Paolucci UIL: treni nuovi a Rieti? Per Zingaretti inquinano

Stazione ferroviaria di Rieti

“Dopo l’ennesima manifestazione di protesta da parte del sindacato al fianco dei pendolari, Zingaretti ci ha mandato a dire che non è convinto di mandare i 4 locomotori alla stazione di Rieti perché sono nella versione diesel e inquinano più di quelli elettrici. Questa proprio non si può sentire. Questi treni viaggiano in altre tratte della regione e solo a Rieti inquinano?”. Alberto Paolucci della Uil Provinciale è un fiume in piena. E’ irritato. I ritardi infrastrutturali lo mandano su tutte le furie.
“Per anni Zingaretti e Trenitalia ci hanno raccontato che Rieti non poteva avere i nuovi treni perché la linea ferroviaria era vecchia e si dovevano ammodernare alcuni ponti e passaggi a livello. Ci sono voluti tre anni per realizzare le modifiche ed ora, dopo che la Regione ha consegnato nuovi treni in tutte le Province, ci dicono che a Rieti non arrivano per l’inquinamento dei locomotori che erano destinati al nostro territorio!
Mi sembra una barzelletta.
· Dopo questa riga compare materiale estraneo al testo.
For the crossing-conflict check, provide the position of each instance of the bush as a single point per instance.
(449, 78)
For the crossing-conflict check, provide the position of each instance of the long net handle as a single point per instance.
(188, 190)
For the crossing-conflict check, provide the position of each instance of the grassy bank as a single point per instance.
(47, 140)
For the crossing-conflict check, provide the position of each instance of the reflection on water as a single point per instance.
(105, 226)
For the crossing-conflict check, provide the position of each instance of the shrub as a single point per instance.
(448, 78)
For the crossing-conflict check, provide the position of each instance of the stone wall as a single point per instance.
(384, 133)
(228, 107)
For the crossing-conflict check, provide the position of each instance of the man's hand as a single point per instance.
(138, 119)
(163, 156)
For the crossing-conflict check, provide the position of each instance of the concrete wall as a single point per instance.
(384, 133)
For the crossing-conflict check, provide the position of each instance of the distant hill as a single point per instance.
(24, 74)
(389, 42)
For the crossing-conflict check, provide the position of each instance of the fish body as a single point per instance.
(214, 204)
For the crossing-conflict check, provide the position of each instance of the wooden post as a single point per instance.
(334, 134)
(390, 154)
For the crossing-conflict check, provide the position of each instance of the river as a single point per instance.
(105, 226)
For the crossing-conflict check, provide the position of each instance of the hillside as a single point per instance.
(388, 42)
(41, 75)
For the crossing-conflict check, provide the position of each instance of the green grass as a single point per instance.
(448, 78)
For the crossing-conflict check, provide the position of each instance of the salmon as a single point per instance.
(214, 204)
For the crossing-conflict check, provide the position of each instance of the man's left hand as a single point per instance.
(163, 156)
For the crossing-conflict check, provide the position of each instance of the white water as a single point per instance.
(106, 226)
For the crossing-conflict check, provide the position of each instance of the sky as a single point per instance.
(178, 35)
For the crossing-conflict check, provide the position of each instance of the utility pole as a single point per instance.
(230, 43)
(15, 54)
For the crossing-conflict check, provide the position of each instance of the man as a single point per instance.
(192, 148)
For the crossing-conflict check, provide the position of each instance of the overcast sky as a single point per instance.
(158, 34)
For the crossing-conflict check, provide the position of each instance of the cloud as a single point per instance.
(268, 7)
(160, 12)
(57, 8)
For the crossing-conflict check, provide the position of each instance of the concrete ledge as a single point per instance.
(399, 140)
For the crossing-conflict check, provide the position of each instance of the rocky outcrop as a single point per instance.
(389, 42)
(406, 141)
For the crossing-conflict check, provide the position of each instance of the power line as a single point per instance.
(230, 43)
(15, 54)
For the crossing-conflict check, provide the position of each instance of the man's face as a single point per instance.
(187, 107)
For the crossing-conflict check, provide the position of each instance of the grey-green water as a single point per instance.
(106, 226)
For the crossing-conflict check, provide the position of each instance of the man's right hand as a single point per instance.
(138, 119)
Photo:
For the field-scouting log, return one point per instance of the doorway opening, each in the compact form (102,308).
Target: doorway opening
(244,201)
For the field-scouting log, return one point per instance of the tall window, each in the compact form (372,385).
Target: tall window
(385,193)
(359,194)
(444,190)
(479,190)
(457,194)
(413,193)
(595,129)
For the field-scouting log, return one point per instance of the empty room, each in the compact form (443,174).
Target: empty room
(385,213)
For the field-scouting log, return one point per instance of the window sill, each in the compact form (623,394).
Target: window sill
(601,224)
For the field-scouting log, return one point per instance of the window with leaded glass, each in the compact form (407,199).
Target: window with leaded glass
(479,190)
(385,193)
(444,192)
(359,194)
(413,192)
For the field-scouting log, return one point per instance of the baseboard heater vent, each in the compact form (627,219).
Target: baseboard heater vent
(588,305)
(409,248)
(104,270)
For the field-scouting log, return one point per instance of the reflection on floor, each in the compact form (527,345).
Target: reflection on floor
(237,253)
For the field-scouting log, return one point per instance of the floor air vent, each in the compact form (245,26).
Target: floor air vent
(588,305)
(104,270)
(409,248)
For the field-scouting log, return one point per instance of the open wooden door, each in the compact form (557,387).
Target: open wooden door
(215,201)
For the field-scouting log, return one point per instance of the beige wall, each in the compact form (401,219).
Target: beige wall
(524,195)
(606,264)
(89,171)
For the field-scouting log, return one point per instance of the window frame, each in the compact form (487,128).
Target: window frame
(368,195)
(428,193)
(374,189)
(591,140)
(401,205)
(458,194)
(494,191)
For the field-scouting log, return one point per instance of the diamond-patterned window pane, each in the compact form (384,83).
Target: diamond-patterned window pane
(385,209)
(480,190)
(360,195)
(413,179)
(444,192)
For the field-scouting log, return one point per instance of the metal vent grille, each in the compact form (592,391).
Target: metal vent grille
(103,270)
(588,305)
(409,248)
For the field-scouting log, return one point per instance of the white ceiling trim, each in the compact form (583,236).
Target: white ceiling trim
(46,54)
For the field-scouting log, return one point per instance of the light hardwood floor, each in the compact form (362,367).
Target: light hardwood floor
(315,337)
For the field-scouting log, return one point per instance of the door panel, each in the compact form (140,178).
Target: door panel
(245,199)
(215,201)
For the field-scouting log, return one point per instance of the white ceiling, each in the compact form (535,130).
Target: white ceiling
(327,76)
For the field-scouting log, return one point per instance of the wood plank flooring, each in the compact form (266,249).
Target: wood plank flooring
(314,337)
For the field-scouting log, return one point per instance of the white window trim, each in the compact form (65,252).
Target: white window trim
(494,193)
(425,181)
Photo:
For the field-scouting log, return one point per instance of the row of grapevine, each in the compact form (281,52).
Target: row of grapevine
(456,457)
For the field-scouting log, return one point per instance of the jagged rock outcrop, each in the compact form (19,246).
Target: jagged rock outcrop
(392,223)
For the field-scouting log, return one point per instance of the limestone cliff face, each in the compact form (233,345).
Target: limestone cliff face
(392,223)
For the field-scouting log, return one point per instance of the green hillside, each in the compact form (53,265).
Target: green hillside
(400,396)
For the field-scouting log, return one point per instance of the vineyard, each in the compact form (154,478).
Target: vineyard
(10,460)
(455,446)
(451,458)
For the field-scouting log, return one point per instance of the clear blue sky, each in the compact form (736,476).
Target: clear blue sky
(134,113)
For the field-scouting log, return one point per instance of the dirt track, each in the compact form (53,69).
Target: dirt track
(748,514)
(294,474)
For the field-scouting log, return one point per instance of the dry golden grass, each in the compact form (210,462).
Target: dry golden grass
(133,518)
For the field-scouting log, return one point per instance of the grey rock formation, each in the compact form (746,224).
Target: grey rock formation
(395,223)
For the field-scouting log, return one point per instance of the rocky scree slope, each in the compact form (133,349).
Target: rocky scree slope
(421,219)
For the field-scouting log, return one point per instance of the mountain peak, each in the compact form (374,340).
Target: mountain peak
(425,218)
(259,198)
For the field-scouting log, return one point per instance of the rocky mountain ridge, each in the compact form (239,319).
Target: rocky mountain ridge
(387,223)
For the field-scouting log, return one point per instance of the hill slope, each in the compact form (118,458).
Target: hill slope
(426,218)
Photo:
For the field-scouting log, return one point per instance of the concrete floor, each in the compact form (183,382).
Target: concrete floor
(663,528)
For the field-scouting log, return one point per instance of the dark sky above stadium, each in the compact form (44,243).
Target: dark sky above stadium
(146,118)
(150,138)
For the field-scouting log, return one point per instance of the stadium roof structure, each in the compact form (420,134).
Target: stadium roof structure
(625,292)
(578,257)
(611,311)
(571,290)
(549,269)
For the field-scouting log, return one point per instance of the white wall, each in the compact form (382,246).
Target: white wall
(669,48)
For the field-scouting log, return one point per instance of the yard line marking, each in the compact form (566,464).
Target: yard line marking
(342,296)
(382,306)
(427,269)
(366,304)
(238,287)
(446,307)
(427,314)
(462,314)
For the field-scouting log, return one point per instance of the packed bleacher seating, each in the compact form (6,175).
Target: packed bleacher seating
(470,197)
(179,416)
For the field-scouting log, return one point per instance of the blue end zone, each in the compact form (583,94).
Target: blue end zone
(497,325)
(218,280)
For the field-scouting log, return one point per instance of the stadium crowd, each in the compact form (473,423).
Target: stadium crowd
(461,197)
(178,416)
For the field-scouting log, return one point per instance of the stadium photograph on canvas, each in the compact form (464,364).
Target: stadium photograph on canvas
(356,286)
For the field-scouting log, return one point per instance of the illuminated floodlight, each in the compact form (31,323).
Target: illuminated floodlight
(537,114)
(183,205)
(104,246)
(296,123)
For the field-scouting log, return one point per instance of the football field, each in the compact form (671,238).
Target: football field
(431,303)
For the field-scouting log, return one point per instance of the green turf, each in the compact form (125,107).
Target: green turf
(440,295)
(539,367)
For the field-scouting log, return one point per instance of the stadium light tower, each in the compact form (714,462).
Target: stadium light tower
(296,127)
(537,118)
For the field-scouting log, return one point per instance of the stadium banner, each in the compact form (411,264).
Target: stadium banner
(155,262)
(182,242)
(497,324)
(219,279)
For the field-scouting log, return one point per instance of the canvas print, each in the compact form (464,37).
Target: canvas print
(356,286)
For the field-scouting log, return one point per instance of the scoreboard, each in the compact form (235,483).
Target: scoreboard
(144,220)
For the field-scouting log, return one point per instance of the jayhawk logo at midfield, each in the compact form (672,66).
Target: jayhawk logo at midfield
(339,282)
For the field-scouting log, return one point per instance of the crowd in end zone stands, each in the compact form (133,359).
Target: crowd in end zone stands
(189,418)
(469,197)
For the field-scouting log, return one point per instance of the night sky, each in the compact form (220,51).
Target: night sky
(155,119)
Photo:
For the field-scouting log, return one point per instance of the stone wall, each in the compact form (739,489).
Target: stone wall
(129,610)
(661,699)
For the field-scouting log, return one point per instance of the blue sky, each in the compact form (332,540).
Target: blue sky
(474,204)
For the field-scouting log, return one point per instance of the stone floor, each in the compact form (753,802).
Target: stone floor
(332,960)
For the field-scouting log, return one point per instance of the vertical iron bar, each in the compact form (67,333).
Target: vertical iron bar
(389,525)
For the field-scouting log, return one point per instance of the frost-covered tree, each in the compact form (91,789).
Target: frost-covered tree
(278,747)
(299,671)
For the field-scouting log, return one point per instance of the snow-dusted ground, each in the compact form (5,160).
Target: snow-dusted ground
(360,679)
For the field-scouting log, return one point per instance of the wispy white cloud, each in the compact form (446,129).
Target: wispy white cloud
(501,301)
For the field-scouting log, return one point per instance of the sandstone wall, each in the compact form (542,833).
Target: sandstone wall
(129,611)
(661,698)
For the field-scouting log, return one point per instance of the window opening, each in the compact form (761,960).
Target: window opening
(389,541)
Se fanno viaggiare delle Littorine vecchissime, sporche e puzzolenti, ora quattro locomotori inquinano? Non vogliamo più essere presi in giro. Non possiamo più accettare questa telenovela che costringe migliaia di lavoratori e studenti a viaggi della speranza tra Rieti e Roma. Perché, piuttosto, Zingaretti e Cotral non rivelano l’ennesimo esperimento ideato sulla nostra pelle e cioè che vogliono tagliare i bus da Roma delle 19,55 e delle 20,55 per metterli in coincidenza delle 20,25 quando parte l’unico treno diretto Roma-Rieti.
Tagli e doppioni nel contempo con quale scopo? Forse vogliono dimostrare che il treno non lo prende nessuno e boicottare l’iniziativa dell’on. Pastorelli e della Uil di potenziare i convogli diretti Rieti-Terni-Orte-Tiburtina?” così commenta Alberto Paolucci.

2 Commenti

  1. i moderni locomotori diesel con tecnologie del XXI secolo per Zingaretti inquinano, per questo ci sono negati.
    Bene, a Rieti zingaretto abbiamo una alternativa alle attuali Littorine diesel con tecnologia motoristica FIAT anni '50 (stessi motori dei camion 690 Fiat)….
    le locomotive a vapore alimentate ad antracite autarchica sarda. Quelle magari alla sua somma scienza non apparirebbero inquinanti.
    MA VA…….O IDIOTA!

  2. Vergognose ed irricevibili le dichiarazioni della regione. Per potenziare il treno via terni orte oltre a nuovi treni (magari i bimodali stadler) serve un accordo tra regioni Umbria e Lazio che permetta ai reatini di viaggiare utilizzando una integrazione tariffaria senza necessita’ dell’attuale autorizzazione particolare.